Next, we continue our exclusive series from behind rebel lines in Yemen.
Last night, we reported on the acute manmade hunger crisis amid the ongoing war between Houthi rebels and a Saudi-led coalition.
Tonight, we look at the United States' support for that coalition and the effect arms sales and other American assistance has on the conflict.
To see what is happening on the ground, special correspondent Jane Ferguson smuggled herself across the front lines to report this series. And, as she reports, the effects are profound, and deadly.
Inside rebel territory in Yemen, the war rains down from the sky. On the ground, front lines have not moved much in the past three years of conflict.
Instead, an aerial bombing campaign by the Saudi-led and American-backed coalition hammers much of the country's north, leaving scenes like this dotted across the capital city, Sanaa, and beyond.
A few weeks before I arrived, this gas station was hit. Security guard Abdul Al Badwi was in a building next door when it happened. He says six civilians were killed.
Why did they target here?
Can't explain why they would have targeted something like this.

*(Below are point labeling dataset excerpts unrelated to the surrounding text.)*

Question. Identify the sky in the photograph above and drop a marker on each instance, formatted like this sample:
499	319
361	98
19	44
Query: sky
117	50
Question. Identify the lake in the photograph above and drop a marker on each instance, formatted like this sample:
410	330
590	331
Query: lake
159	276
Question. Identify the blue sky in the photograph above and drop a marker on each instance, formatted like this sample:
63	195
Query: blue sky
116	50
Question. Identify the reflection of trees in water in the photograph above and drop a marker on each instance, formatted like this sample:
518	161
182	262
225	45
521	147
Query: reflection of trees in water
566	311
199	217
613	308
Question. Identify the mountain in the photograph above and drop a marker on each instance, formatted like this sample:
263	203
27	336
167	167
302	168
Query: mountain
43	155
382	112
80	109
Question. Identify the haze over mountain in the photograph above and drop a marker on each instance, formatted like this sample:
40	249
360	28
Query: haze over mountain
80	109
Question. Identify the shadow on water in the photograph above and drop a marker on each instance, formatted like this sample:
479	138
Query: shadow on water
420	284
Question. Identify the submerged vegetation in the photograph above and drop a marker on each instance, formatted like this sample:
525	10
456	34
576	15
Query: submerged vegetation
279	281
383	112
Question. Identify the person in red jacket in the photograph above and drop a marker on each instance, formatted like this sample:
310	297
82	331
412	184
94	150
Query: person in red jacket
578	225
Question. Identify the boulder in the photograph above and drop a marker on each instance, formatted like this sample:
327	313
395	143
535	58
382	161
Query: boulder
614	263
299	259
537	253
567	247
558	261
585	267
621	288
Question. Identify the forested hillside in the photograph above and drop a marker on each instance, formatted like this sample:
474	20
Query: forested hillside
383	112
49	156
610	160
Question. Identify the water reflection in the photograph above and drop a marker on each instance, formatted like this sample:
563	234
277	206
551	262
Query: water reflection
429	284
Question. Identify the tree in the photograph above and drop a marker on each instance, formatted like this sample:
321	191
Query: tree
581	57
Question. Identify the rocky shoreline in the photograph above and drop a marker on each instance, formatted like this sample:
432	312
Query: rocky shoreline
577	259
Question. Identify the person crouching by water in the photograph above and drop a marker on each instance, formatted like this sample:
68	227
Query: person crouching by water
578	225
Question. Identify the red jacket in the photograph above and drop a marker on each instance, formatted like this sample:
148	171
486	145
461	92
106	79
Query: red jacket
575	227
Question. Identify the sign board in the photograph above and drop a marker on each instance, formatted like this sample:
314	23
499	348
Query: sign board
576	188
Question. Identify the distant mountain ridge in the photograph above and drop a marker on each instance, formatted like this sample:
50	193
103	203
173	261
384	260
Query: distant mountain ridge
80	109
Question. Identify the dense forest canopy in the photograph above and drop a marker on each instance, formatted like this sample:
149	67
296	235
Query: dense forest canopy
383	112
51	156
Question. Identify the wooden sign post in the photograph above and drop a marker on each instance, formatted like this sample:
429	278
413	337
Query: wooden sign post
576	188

Elsewhere in the city, a government office building was recently hit. Another pile of rubble, another monument to the civilian deaths of this war.
When this building was hit, it was mostly clerical workers in offices who were injured. And you can still see their blood smeared all over the walls as they were evacuated after the airstrike.
In 2014, Yemeni rebels called Houthis seized the capital and much of the rest of the country. The Houthis are supported by Sunni Saudi Arabia's archrival, Shiite Iran, so the next year, the Saudis mobilized a coalition of Arab militaries to defeat the group.
The aerial bombing campaign has not managed to dislodge the rebels, but has hit weddings, hospitals and homes. The U.S. military supports the Saudi coalition with logistics and intelligence. The United States it also sells the Saudis and coalition partners many of the bombs they drop on Yemen.
In the mountains outside the capital, we gained exclusive access to the site where the Houthis store unexploded American-made bombs, like this 2000 pound Mark 84 bomb made in Garland, Texas. It landed in the middle of the street in the capital, we are told.
One of the men here told me where each was found around Sanaa.
Man (through translator):
One month ago, it landed near the Shaharah Bridge next to the central bank of Yemen. It didn't explode.
He also showed me the fin of a Mark 82 bomb used to guide it to its target.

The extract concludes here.